Sunday, May 10, 2009

Sketching people viewing Kuniyoshi

Time out from viewing Kuniyoshi
8" x 11", pencil and coloured pencils in sketchbook

copyright Katherine Tyrrell

After my visit to the Annual Exhibition of the Royal Society of Portrait Painters this week (see Exhibition review: Royal Society of Portrait Painters 2009), I walked up to the Royal Academy of Arts in Piccadilly to see the Kuniyoshi exhibition.
Kuniyoshi was a major master of the ‘floating world’, or Ukiyo-e school of Japanese art, and, together with Katsushika Hokusai (1760-1849), Utagawa Hiroshige (1797-1858) and Utagawa Kunisada (1786-1864), dominated nineteenth century printmaking in Japan. Prolific and multitalented, Kuniyoshi considerably expanded the existing repertoire of the school, particularly with thousands of designs that brought vividly to life famous military exploits in Japan and China. Kuniyoshi developed an extraordinarily powerful and imaginative style in his prints, often spreading a scene dynamically across all three sheets of the traditional triptych format and linking the composition with one bold unifying element - a major artistic innovation.
RA - Kuniyoshi Exhibition
I'll be reviewing this exhibition next week on Making a Mark - this post is just about sketching. Or rather it's about sitting down after you've spent a long time on your feet viewing paintings, drawings and prints in exhibitions!

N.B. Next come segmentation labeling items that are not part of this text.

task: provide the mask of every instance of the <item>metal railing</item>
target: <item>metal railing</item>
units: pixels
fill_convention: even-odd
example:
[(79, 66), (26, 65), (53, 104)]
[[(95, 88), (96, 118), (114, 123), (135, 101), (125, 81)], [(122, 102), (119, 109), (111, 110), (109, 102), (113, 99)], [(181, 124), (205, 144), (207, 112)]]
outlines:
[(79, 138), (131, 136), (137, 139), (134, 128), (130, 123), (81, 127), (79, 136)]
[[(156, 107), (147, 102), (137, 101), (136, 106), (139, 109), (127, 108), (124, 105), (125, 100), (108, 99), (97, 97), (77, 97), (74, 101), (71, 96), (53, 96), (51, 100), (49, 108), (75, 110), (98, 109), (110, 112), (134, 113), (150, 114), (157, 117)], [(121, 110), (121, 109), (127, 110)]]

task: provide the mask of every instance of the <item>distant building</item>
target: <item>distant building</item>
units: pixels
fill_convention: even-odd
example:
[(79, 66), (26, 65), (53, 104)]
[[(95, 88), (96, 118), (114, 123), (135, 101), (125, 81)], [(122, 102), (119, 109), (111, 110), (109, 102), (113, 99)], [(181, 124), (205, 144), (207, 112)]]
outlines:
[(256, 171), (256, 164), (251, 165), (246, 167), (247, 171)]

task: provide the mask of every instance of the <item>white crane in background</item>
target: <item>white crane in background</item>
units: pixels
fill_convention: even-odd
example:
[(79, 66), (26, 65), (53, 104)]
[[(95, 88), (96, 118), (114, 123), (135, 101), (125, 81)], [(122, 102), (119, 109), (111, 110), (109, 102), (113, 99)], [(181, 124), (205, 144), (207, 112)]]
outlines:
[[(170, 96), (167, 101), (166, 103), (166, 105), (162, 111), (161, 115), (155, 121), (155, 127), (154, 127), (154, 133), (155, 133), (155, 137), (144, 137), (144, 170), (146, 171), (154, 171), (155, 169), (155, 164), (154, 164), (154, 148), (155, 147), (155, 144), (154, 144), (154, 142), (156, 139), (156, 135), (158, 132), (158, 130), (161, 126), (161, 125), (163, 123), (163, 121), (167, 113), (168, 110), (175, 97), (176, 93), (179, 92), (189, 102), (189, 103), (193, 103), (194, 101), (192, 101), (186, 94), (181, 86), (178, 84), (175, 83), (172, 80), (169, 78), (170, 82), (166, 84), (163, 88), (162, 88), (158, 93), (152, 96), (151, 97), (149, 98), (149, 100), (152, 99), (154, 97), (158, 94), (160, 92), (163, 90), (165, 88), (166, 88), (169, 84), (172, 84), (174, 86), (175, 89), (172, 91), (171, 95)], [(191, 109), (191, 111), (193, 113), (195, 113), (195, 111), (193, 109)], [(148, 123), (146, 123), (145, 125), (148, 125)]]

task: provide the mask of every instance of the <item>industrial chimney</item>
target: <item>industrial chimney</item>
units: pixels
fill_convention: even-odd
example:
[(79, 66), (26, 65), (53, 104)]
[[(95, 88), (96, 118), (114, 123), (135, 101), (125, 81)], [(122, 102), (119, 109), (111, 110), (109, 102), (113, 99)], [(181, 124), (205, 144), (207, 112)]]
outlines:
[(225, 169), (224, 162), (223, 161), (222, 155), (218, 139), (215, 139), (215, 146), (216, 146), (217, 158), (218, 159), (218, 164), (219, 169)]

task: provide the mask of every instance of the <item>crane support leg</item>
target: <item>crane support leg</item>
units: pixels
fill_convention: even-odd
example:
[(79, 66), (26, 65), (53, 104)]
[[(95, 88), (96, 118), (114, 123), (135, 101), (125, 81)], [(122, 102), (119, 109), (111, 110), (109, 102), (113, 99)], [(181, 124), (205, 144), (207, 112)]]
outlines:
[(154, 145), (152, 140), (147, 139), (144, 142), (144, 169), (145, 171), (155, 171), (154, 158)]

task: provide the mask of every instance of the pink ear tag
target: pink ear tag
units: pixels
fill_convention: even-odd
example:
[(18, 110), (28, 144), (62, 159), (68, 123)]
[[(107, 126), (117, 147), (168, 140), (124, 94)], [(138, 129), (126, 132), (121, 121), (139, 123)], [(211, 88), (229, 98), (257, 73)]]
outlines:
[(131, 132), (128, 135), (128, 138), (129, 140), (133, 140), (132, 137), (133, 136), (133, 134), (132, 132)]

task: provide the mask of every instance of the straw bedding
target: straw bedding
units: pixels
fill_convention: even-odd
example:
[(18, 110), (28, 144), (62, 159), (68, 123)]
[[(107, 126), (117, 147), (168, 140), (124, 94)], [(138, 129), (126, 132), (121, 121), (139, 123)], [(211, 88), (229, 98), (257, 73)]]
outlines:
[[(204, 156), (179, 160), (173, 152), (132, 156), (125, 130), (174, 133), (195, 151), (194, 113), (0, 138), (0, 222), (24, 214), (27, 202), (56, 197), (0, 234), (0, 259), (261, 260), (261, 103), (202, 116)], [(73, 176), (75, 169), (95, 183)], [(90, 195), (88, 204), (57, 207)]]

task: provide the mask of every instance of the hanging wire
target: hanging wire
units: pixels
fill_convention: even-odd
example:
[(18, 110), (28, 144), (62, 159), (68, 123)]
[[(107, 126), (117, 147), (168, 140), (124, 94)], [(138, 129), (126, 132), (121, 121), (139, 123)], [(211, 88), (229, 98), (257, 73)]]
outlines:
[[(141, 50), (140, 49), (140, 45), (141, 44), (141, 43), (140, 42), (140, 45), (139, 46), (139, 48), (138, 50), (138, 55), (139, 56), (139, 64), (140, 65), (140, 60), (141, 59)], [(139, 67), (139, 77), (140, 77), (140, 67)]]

I needed a sit down and chose the end of one of the benches and started to draw people looking at the prints. This is great for mastering the 10 second sketch and awful when you haven't done it for a bit - which is why I make myself practice this from time to time. If I've got a good view then I can create a totally fictitious scene - although all the people were in the room and their stance or posture is as indicated at some point.

I hasten to add most of the people in the sketch are genuine;y 10 second sketches. If was lucky I got a minute. I had a very rough sense of perspective in my head rather than on paper while I sketched.

A navigation tip!

For anybody wanting to travel with their sketchbook - and walk from the Mall Galleries (in The Mall) to the Royal Academy of Arts, which is at 52-55 Piccadilly, this is the route which I always take which avoids most of the traffic! As indicated it takes about 15 minutes.

2 comments:

  1. You've achieved very natural poses, Katherine even if you were working at the speed of light.

    Can't wait for the review of this exhibition. Did you get a catalogue?

    ReplyDelete
  2. No - unfortunately I didn't as I was being turfed out as the exhibition closed and of course all the shops were already closed.